In the case of Manafort, it appears his lawyers warned investigators about the existence of attorney-client privileged documents and memos. If investigators didn’t take the proper precautions to avoid collecting these documents, they could be in trouble for violating Manafort’s constitutional rights.
Now, lawyers for Manafort have even more fuel to add to their argument because they can argue that the Manafort raid was part of a political vendetta. Whether that is true or not, the anti-Trump text messages sent by FBI agent Strzok would likely be used as evidence.
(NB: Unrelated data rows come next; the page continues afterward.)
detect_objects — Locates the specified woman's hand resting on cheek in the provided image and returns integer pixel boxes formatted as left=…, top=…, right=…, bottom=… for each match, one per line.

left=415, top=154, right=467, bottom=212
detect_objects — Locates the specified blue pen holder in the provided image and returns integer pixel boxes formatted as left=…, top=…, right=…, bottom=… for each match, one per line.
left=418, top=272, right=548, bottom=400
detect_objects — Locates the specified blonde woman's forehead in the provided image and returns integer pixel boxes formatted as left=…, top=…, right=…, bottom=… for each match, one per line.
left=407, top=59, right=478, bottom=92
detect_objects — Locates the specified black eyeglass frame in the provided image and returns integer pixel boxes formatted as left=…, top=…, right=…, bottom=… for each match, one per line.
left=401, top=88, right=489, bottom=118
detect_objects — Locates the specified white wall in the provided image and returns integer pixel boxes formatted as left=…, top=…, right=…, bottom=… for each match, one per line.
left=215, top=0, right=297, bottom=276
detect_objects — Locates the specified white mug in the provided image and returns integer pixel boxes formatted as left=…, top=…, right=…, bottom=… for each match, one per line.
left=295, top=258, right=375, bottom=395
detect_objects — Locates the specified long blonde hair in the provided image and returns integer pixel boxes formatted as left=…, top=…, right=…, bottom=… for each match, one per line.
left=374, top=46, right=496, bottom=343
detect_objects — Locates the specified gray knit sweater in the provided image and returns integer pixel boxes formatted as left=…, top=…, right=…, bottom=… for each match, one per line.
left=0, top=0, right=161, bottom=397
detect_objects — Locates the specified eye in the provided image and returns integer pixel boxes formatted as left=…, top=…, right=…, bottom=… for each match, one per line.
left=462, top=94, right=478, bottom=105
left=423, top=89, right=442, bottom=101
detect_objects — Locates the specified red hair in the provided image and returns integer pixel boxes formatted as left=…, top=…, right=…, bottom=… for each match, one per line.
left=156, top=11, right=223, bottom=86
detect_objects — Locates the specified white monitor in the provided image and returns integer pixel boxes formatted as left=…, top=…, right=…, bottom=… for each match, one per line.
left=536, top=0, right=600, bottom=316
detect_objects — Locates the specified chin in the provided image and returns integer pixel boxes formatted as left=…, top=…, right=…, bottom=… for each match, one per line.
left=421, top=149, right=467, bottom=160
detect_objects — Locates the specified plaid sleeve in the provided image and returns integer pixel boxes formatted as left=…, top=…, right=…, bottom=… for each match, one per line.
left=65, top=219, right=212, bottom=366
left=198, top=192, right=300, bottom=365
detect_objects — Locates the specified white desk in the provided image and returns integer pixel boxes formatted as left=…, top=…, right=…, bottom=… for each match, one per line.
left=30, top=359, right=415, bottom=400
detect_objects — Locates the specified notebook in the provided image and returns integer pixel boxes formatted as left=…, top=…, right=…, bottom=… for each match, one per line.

“While the big picture here is that this should not impact any of the charges filed against Manafort, the defense still will likely try to make some hay out of this,” Hockeimer explained. “If they aren’t provided by Mueller’s team in discovery I’d expect a discovery motion seeking the texts that provided the basis for the agent’s transfer off the case. And if they get them and if the agent testifies they will try to use them to show bias. Whether the Court allows any of this stuff in is very questionable.”
Manafort’s defense would have to prove prosecutorial misconduct in order to get any charges dismissed–which has a very high bar. For example, a federal judge dismissed the ethics case against former Senator Ted Stevens (R-Alaska) after finding egregious prosecutorial misconduct. Judge Emmet Sullivan said that he had “never seen mishandling and misconduct like what I have seen” by the DOJ in the Stevens case. However, in that case, prosecutors admitted that they failed to turn over key information to the defense (so-called “Brady” material). The Stevens case was a huge rights violation and flub-up by prosecutors, and so far the revelations about Strzok don’t reach that same level.
“If the agent were to testify at trial, it might be used in cross-examination to show bias, but even then it’s pretty thin,” white collar defense attorney Elkan Abramowitz explained to Law&Crime.
Trump has repeatedly said that the Russia probe is a political witch hunt. He even tweeted about it again this morning. While the revelations against the FBI agent are certainly troubling, more evidence of such bias is needed to prove in a court of law that the case is without merit. Regardless, the Manafort team (and perhaps others who ended up being charged) will likely try to use the agent’s text messages to derail the prosecution.